Quand je ne sais pas quoi faire, je pratique ce que j’appelle « l’osmose ». Une maison dans l’Alentejo, au sud du Portugal, je ne peux la faire ni ancienne ni moderne. Alors je prends un livre sur l’architecture dans l’Alentejo et j’en redessine toutes les maisons, comme une gymnastique. J’ai dans l’idée que quelque chose se passe et se dépose, à mon insu, dans mon esprit. J’appelle ça « l’osmose ».
En raison de la crise, les projets se font rares au Portugal. Regrettez-vous ne de pas y travailler davantage ?
Bien sûr. L’architecture ne se décide pas dans un bureau mais en dehors, avec d’autres gens, un client, des collaborateurs, des règles, un ingénieur. Je dois dire à ce propos que je me rapproche désormais beaucoup de l’ingénieur. Il m’accompagne dès la première visite du site. Quelque chose se passe et l’on sait très vite le comment, le pourquoi, la faisabilité, le coût des choix immédiats. Je veux dire par là qu’il m’est plus facile de travailler dans un monde s’il m’est familier. Chez soi, on est immédiatement disponible, il y a moins d’inertie. On peut se rendre sur place le matin même et sauver une situation dans la journée.
Cependant, avec les lois européennes, cette différence, cette exception portugaise dont on parle encore a fini par s’éteindre. On y vit des situations aussi stupides et irrationnelles qu’ailleurs. Imaginez un cardiologue qui se désintéresserait de la pneumonie de son patient au prétexte que ce n’est pas sa spécialité. Voilà le genre d’anomalies que nous vivons.

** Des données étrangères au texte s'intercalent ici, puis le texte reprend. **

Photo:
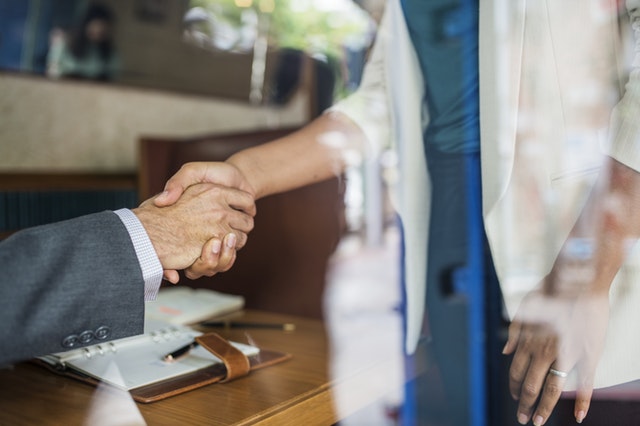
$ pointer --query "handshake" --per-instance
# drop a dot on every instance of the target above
(200, 220)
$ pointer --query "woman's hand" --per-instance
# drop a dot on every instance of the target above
(217, 255)
(551, 336)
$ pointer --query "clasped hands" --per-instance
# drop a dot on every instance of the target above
(200, 220)
(553, 336)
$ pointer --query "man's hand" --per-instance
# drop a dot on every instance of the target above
(551, 336)
(219, 173)
(191, 231)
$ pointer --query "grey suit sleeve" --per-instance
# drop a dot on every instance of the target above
(66, 285)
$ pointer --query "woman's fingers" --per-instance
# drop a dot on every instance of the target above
(217, 256)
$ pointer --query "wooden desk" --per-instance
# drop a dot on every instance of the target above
(296, 392)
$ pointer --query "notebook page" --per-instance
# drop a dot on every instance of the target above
(139, 361)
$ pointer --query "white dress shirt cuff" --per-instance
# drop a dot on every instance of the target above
(149, 263)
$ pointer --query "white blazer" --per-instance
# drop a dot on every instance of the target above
(534, 142)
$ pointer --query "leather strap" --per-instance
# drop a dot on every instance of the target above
(235, 361)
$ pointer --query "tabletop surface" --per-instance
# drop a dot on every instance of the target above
(287, 393)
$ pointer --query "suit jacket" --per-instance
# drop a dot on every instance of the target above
(67, 285)
(550, 76)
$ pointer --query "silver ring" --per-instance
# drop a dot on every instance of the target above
(558, 373)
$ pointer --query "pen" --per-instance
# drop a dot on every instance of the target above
(240, 324)
(178, 353)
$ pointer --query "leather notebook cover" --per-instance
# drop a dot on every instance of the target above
(234, 365)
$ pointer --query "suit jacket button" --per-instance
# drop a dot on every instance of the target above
(70, 341)
(86, 336)
(102, 332)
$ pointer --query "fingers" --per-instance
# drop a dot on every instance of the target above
(189, 174)
(583, 401)
(535, 353)
(553, 386)
(217, 256)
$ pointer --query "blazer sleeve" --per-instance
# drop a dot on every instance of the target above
(624, 140)
(67, 285)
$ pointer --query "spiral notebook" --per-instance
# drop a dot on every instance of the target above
(184, 305)
(137, 361)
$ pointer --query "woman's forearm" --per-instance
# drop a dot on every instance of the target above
(312, 154)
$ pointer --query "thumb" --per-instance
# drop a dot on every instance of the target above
(512, 340)
(172, 276)
(584, 391)
(189, 174)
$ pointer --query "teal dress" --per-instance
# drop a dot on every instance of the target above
(445, 37)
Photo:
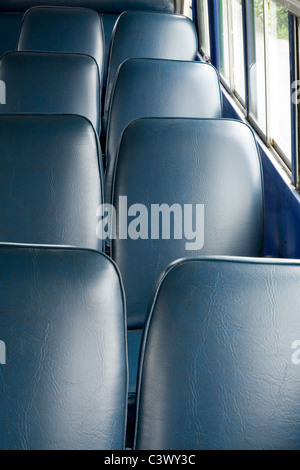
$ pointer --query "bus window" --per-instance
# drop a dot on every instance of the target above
(238, 50)
(187, 8)
(224, 51)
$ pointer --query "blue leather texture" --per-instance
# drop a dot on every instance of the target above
(108, 26)
(50, 180)
(221, 169)
(62, 29)
(64, 384)
(149, 35)
(10, 24)
(159, 88)
(51, 83)
(103, 6)
(217, 363)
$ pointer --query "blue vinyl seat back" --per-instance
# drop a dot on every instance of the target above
(11, 15)
(214, 163)
(50, 180)
(64, 382)
(38, 82)
(140, 34)
(159, 88)
(220, 366)
(63, 29)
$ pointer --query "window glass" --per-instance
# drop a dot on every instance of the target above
(238, 48)
(203, 26)
(188, 8)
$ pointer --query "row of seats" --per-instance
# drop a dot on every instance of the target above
(216, 364)
(54, 196)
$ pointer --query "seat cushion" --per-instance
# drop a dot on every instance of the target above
(50, 180)
(51, 83)
(64, 383)
(220, 366)
(104, 6)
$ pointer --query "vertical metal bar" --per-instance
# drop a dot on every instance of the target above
(195, 17)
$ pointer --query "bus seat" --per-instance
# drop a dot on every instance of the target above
(38, 82)
(63, 29)
(149, 35)
(212, 163)
(220, 365)
(159, 88)
(64, 383)
(50, 180)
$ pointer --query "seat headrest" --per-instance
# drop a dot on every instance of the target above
(102, 6)
(165, 36)
(176, 162)
(159, 88)
(63, 29)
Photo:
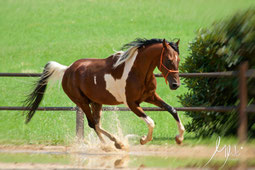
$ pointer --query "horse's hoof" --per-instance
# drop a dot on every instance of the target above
(143, 140)
(119, 145)
(178, 140)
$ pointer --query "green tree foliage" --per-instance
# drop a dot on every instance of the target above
(222, 47)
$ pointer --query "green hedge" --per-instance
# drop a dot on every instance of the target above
(222, 47)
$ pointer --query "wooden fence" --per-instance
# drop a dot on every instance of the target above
(242, 75)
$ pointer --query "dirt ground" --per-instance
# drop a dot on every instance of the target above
(118, 158)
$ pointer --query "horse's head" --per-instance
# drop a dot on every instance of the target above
(169, 63)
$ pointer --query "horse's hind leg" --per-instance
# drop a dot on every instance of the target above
(97, 110)
(139, 112)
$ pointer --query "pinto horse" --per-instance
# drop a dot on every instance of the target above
(125, 77)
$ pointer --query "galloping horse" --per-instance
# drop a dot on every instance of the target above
(123, 78)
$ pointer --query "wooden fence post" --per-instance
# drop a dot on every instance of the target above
(79, 123)
(242, 130)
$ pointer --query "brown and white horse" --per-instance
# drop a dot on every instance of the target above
(123, 78)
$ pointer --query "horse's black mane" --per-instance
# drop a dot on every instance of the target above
(139, 42)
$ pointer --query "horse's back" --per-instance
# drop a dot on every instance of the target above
(85, 79)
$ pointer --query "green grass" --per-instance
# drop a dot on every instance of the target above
(35, 32)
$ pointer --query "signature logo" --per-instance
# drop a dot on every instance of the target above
(229, 151)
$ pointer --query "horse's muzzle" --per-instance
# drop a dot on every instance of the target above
(174, 86)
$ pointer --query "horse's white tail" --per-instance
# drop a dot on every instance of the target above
(53, 71)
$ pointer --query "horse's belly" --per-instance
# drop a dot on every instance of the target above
(116, 88)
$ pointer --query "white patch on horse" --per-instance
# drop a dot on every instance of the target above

Mais je pense que bientôt les choses vont à nouveau changer, que l’on va à nouveau mélanger les choses. Parce que c’est plus raisonnable et qu’il n’y aura personne pour s’y opposer. On vit dans un monde complètement carré, codifié, tenu par la technocratie qui veut isoler le monde, nous éloigner des réalités locales, des pays et des sites et les rendre abstraits. On ne peut pas travailler indéfiniment ainsi, bloqués par des normes irrationnelles et des contrats définitifs. La crise obligera à plus de raison et à changer.